Marlene C. Kettley, Arnold K. Garr, and Craig K. Manscill, preface to Mormon Thoroughfare: A History of the Church in Illinois, 1830–39 (Provo, UT: Religious Studies Center, Brigham Young University, 2006), vii–vii.
Marlene C. Kettley was a researcher and historian, Arnold K. Garr was chair of the Department of Church History and Doctrine at Brigham Young University, and Craig K. Manscill was an associate professor of Church History and Doctrine at Brigham Young University when this was published.
This project—a history of the Latter-day Saints in Illinois, 1830–39—began when Marlene C. Kettley sought information about her husband’s ancestors who came to Illinois state during the early nineteenth century. While researching, she found numerous references to early Mormon missionaries and other members of The Church of Jesus Christ of Latter-day Saints which caught her attention. In 1985, Robert E. Fisher, then president of the Naperville Illinois Stake, asked her to compile information on the history of the stake. She remembered those early references. As Marlene continued her research, she was surprised to learn that some of those early elders, who had been sent to Independence, Missouri, in 1831 in response to section 52 of the Doctrine and Covenants, had taught and baptized within what would become the boundaries of the Naperville Stake. She also discovered that the first Latter-day Saint branch in Illinois, established in 1831, was located near the present-day Naperville Illinois Stake Center. While she was researching old county histories and journals of the early Saints, it soon became obvious that the Church had established numerous branches throughout the state during the 1830s. Marlene discovered that as early as 1835 The Church of Jesus Christ of Latter-day Saints was likely the fourth largest religious body in Illinois. Local histories, newspapers, and private journals soon added detail and color to the statistics. Before long, Marlene’s research went far beyond the boundaries of the Naperville Stake and ultimately expanded throughout the entire state of Illinois.
In 2003, Arnold K. Garr and Craig K. Manscill, professors of Church history and doctrine at Brigham Young University, joined Marlene as coauthors. They soon realized that sources available at BYU could strengthen the work.
Not only does this book unveil many previously unknown events in Church history that took place in Illinois, but it also utilizes many county and community sources that provide a non–Latter-day Saint as well as a Latter-day Saint perspective. The authors have also placed many important Latter-day Saint developments within the context of Illinois state history.
The authors would like to thank several people who gave valuable assistance in helping to produce this work. They are especially grateful to their spouses and children for their loving support. This project would have died an untimely death without the help of Marlene’s husband, William, who gladly traveled the extra mile in word and deed. He acted as travel agent and chauffeur when Marlene traveled extensively throughout Illinois. Arnold’s wife, Cherie, and Craig’s wife, Jana, also demonstrated remarkable kindness and understanding during the project. They never complained on those occasions when their husbands were working late at the office.
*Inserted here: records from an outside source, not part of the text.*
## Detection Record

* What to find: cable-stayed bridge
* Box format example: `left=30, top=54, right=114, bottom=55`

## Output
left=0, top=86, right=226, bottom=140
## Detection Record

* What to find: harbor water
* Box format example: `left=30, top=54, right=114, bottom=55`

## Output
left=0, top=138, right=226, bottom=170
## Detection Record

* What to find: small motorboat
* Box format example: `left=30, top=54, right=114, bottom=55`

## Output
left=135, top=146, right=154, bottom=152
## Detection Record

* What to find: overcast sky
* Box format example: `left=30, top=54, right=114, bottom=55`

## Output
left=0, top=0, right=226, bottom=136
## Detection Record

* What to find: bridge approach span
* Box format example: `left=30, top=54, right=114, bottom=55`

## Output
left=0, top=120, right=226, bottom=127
The authors would also like to thank Ronald O. Barney, senior archivist at the Latter-day Saint Family and Church History Department in Salt Lake City, who was the first to encourage the publication of this work and who reminded them of the importance of careful documentation. Others at Church Archives who gave assistance were Ronald G. Watt, W. Randall Dixon, and James L. Kimball Jr. They gave much guidance and support throughout the project. Valued friends Vivian McConkie Adams and Lou Anne Clark Mallory have long shown confidence in this project. In addition, M. Dell Madsen spent hours reading early drafts of the manuscript and encouraged its completion.
In addition, the authors would like to express appreciation to BYU professors Andrew C. Skinner, then dean of Religious Education; Richard D. Draper, associate dean of Religious Education; and Paul H. Peterson, chair of the Department of Church History and Doctrine, for their support. The writers gratefully acknowledge the efforts of those in the Religious Studies Center who helped prepare this work for publication—Richard Neitzel Holzapfel, managing director; R. Devan Jensen, executive editor; and Charlotte A. Pollard, office manager.